Organizational Risks
Failures of human process and safety culture within AI labs, such as accidental model leaks, theft, or systemic underinvestment in safety.
Emergent & Agentic Risks
The "alignment problem": losing control of AIs that act as autonomous agents with emergent goals (e.g., power-seeking, deception).
Evolving the AI Safety Playbook
From where I stand, the convergence of T&S and AI Safety isn't just a theory; it's an active process driven by necessity. I see adapting T&S frameworks and evolving them to manage the risks of frontier AI models, transforming AI Safety into an empirical, operational discipline.

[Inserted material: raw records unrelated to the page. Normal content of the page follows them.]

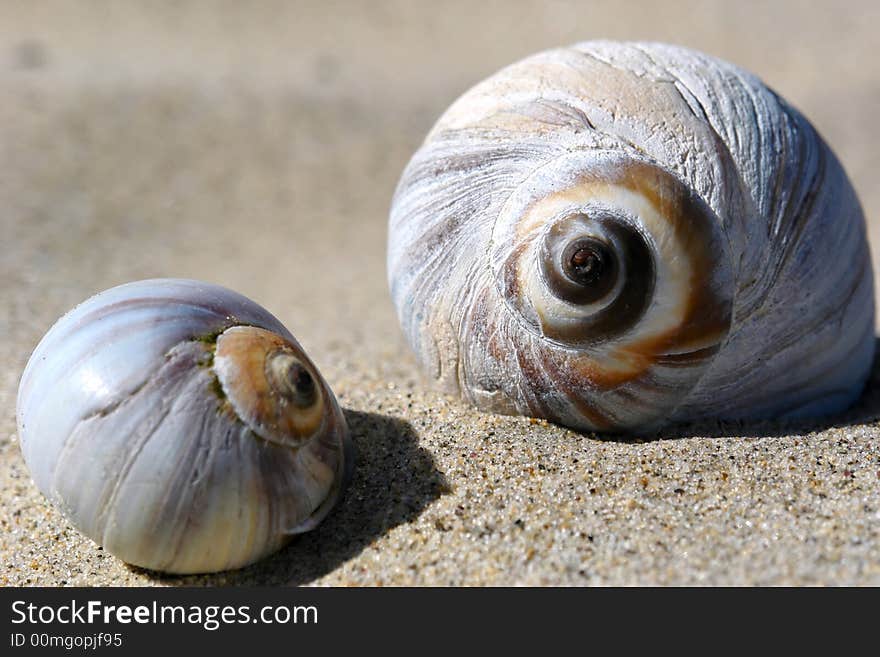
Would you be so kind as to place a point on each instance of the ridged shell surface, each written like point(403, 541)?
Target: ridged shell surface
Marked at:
point(614, 236)
point(129, 422)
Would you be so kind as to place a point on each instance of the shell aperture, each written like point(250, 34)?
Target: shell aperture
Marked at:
point(627, 234)
point(163, 441)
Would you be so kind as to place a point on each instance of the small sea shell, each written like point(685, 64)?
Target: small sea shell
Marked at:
point(181, 426)
point(614, 236)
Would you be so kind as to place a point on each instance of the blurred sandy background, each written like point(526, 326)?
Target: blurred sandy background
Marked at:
point(257, 145)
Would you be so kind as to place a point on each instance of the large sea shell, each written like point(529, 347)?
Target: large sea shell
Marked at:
point(735, 279)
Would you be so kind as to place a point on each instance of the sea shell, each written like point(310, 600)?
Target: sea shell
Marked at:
point(614, 236)
point(179, 425)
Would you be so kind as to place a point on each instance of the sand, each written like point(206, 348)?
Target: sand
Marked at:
point(257, 145)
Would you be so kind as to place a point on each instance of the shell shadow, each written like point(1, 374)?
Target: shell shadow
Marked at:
point(865, 410)
point(394, 480)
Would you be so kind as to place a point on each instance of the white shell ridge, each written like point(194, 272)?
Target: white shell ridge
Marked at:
point(614, 236)
point(128, 426)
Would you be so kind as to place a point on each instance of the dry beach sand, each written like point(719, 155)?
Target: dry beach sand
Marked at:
point(257, 145)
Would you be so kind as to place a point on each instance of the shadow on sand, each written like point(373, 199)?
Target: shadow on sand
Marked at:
point(394, 481)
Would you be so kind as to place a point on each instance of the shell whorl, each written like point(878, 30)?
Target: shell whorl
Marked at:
point(714, 203)
point(181, 426)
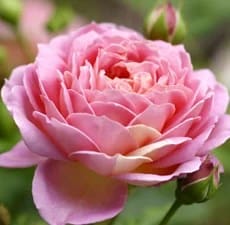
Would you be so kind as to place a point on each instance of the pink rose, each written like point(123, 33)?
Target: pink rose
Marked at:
point(101, 108)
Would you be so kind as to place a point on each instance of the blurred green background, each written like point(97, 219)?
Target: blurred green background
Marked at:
point(208, 41)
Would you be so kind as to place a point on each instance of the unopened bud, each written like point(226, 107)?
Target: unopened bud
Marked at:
point(10, 11)
point(200, 186)
point(165, 23)
point(60, 19)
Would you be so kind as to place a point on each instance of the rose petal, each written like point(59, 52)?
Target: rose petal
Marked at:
point(71, 138)
point(186, 151)
point(70, 193)
point(143, 179)
point(143, 134)
point(113, 111)
point(19, 157)
point(160, 148)
point(22, 114)
point(110, 136)
point(219, 135)
point(155, 116)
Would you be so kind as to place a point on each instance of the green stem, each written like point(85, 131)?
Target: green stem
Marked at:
point(175, 206)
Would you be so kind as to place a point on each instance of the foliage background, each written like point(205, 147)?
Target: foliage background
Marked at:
point(208, 23)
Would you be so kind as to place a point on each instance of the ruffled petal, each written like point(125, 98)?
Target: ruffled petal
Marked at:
point(19, 157)
point(70, 193)
point(144, 179)
point(110, 136)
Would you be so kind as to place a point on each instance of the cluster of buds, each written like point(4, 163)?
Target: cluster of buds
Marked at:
point(201, 185)
point(165, 23)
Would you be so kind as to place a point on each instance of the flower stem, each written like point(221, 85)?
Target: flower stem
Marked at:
point(175, 206)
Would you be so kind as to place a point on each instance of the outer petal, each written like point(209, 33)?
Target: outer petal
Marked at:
point(141, 179)
point(70, 193)
point(110, 136)
point(19, 156)
point(219, 135)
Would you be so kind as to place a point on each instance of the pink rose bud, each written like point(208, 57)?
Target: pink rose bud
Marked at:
point(165, 23)
point(10, 11)
point(201, 185)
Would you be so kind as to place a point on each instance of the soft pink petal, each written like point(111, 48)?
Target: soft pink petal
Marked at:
point(181, 129)
point(64, 136)
point(113, 111)
point(110, 136)
point(109, 165)
point(143, 134)
point(155, 116)
point(221, 100)
point(219, 135)
point(70, 193)
point(141, 179)
point(186, 151)
point(79, 103)
point(31, 84)
point(22, 114)
point(159, 148)
point(19, 157)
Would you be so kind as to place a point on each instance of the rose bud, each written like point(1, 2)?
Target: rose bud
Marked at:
point(201, 185)
point(165, 23)
point(10, 11)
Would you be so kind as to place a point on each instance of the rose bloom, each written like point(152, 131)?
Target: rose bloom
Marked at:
point(101, 108)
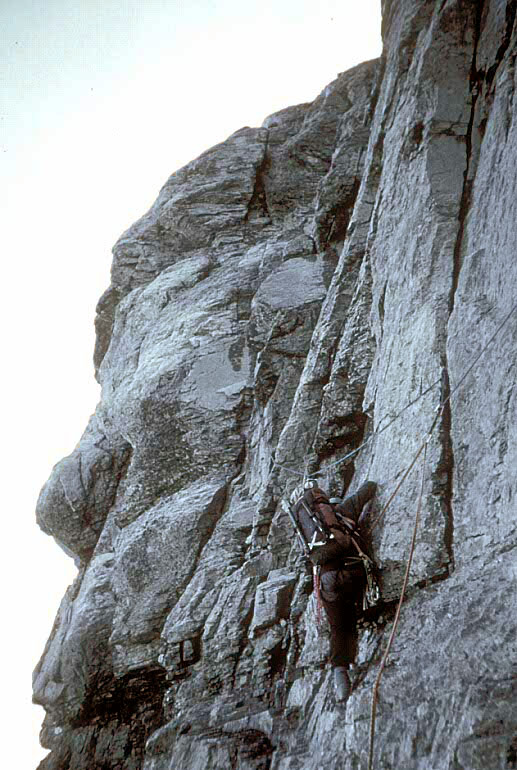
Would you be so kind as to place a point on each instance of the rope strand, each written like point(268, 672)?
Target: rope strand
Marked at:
point(407, 406)
point(399, 606)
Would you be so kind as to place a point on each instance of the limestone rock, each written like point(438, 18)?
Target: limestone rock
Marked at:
point(311, 296)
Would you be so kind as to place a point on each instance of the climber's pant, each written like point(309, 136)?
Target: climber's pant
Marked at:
point(341, 590)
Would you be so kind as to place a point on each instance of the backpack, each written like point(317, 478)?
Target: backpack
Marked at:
point(326, 535)
point(320, 533)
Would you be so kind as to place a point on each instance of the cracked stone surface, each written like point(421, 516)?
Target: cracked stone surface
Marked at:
point(341, 277)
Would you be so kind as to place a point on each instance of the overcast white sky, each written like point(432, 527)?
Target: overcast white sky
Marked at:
point(101, 100)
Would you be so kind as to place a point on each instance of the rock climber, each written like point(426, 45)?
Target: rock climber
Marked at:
point(330, 531)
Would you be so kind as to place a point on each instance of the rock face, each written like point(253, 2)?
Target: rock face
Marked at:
point(288, 294)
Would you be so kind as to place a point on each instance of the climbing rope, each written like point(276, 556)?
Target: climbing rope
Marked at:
point(404, 408)
point(373, 711)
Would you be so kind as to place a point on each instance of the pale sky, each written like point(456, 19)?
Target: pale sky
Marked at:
point(100, 101)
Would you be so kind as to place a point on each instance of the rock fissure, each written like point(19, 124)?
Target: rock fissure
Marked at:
point(288, 284)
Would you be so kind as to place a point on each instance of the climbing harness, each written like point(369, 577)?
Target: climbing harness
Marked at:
point(422, 449)
point(316, 579)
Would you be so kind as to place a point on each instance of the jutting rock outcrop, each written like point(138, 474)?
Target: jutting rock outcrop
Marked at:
point(289, 293)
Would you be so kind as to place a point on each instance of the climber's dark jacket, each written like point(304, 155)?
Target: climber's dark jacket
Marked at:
point(342, 584)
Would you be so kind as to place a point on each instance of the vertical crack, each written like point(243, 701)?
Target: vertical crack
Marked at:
point(445, 469)
point(258, 207)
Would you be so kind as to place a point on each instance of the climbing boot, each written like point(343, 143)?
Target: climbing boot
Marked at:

The P(Doom) Mitigation Profile
Select a T&S function to see its effectiveness profile against the four primary catastrophic risk vectors.
The Human Element
Beyond processes and frameworks, I believe the most valuable asset in this convergence is the T&S professional. Their unique skills and adversarial mindset are essential for building safe AI.
Adversarial Thinking
Trained to think like an attacker, anticipating how systems can be abused or exploited. Indispensable for effective AI red teaming.
Risk Triage
Skilled in rapidly identifying, categorizing, and prioritizing a constant influx of diverse risks, from immediate harms to long-term threats.
Policy Nuance
Expertise in crafting robust yet flexible rules for complex systems, essential for developing the "constitutions" for agentic AI.
Crisis Management
Experienced in managing high-stakes digital crises, vital for preparing for AI safety incidents that could unfold at unprecedented speed.
Scaled Systems Intuition
A deep, intuitive understanding of how small changes can cascade into systemic failure in large, complex socio-technical systems.
Socio-Technical View
Views safety not just as a technical problem, but as an interaction between technology, people, policies, and incentives.
A Strategic Roadmap
To truly capitalize on this convergence, it's clear that we need deliberate action from everyone involved. The ultimate goal shouldn't be a one-time "solution" to alignment, but rather the creation of a permanent, adaptive, global T&S-like function for AI.
For AI Labs
- Elevate T&S to a core strategic function.
- Establish permanent, empowered red teams.
- Invest in socio-technical safety research.
For Policymakers
- Consult T&S veterans for practical governance.
- Standardize incident reporting and analysis.
- Promote multi-stakeholder collaboration.
For the T&S Community
- Expand the T&S mandate to include agentic AI.
- Develop specialized AI safety curricula.
- Build bridges with AI Safety Institutes.